Going forward, the strategy is to use free cash versus borrowing when possible, McGovern said, citing the five-year capital improvement plan and $960,000 in certified free cash.

He also noted a goal he has championed: putting half the money budgeted for buildings into regular upkeep, building maintenance and repairs, avoiding costly surprises later on.

Article 10 sought to defray the cost of the town’s new trash and recycling curbside pickup program, launched earlier this year, with $412,500 appropriated for the purpose. Of that amount, $369,650 would come from enterprise receipts, another $4,320 from recycling pay-back and the town kicks in the rest.

According to McGovern and Jay Howlett, chairman of the health board, the town’s balance due – $38,530 – is less than in previous years under the pay per bag program, which could have cost up to $200,000 this year.

“Previous programs were not sustainable,” McGovern said.

Article 14 was the only article that did not pass. It asked if the town should join the Central Mass. Mosquito Control Project, for $50,000 a year.

Last year, the town, virtually the only community in the area that isn’t a CMMCP member, had a scare when a mosquito found at a testing site on the Lancaster town line tested positive for Triple E West Nile virus.

Granted an emergency pass under the circumstances, the town tapped into CMMCP resources to get targeted spraying in areas near the test site.

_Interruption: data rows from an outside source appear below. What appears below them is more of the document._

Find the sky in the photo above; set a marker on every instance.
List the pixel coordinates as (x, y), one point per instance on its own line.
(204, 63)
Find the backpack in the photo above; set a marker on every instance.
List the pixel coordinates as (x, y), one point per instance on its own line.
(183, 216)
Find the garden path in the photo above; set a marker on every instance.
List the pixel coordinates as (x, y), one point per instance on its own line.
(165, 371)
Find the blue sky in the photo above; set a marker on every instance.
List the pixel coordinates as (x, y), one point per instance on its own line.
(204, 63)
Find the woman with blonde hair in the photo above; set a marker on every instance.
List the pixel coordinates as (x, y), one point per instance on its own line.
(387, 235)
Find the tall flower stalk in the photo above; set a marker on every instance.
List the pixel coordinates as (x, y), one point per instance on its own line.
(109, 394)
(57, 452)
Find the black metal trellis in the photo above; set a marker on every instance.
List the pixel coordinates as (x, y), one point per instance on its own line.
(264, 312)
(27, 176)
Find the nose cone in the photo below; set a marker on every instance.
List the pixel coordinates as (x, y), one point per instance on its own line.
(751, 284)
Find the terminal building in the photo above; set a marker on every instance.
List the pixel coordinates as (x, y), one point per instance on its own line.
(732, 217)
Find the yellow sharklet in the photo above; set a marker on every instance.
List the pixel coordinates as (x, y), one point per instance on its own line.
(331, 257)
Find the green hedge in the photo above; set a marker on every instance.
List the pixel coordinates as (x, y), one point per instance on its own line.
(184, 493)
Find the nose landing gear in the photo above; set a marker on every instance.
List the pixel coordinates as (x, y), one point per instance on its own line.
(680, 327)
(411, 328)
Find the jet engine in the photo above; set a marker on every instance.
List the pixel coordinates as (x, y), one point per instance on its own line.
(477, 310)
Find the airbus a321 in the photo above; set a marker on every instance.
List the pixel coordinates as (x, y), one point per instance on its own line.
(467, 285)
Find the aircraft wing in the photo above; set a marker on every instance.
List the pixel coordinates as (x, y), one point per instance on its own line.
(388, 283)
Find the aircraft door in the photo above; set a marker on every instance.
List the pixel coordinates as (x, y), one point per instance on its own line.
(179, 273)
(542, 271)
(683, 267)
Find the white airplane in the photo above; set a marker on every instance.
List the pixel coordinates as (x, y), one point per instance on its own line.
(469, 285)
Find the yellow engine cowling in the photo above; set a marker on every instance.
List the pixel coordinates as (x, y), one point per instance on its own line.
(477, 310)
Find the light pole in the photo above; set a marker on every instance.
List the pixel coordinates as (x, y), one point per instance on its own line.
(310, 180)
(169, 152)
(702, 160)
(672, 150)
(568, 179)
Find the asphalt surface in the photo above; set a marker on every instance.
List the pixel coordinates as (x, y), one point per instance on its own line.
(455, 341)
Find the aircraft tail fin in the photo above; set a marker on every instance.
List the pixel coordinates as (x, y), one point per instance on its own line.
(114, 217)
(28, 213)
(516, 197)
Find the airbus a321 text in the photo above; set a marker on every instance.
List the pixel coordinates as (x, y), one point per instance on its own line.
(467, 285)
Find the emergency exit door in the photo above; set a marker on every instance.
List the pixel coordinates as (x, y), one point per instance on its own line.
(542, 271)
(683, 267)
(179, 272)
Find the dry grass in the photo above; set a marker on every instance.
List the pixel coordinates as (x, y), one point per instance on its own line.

Selectmen Chairman Bryan Sawyer said that’s why the question came up, despite the town’s historic refusal to sign on. “Last summer, there was a Triple-E case on the Lancaster-Shirley border,” he said, and many residents called with serious concerns.

Spraying then was a “short term” solution and the option might not be available any more. “We thought this might work better,” he said.

Most of the discussion centered on worries about toxic chemicals, long-term effects and threats to honeybees. A CMMCP representative said chemicals used are carefully vetted, with weather conditions and other factors considered and they only spray when and where it’s needed.

The town said no by a handful of votes. The count: 32 for, 38 against.

Article 18, which requested a free cash transfer of $60,000 to pay a financial consultant passed.

Once the books are “cleaned up” the town can move forward with a clean slate, with McGovern added that it was “absolutely necessary.”

Article 19, which sought to create an Illicit Discharge Bylaw, also sparked discussion, but it passed by a majority vote.

Wrapping up the meeting, two transfers to general stabilization and capital stabilization funds: $450,000 and $135,625.96, respectively.

Before the transfers, there was $1,016,610 in the general stabilization fund as of March, 2020 and $364,373.04 in the capital stabilization fund, as of March, 2020.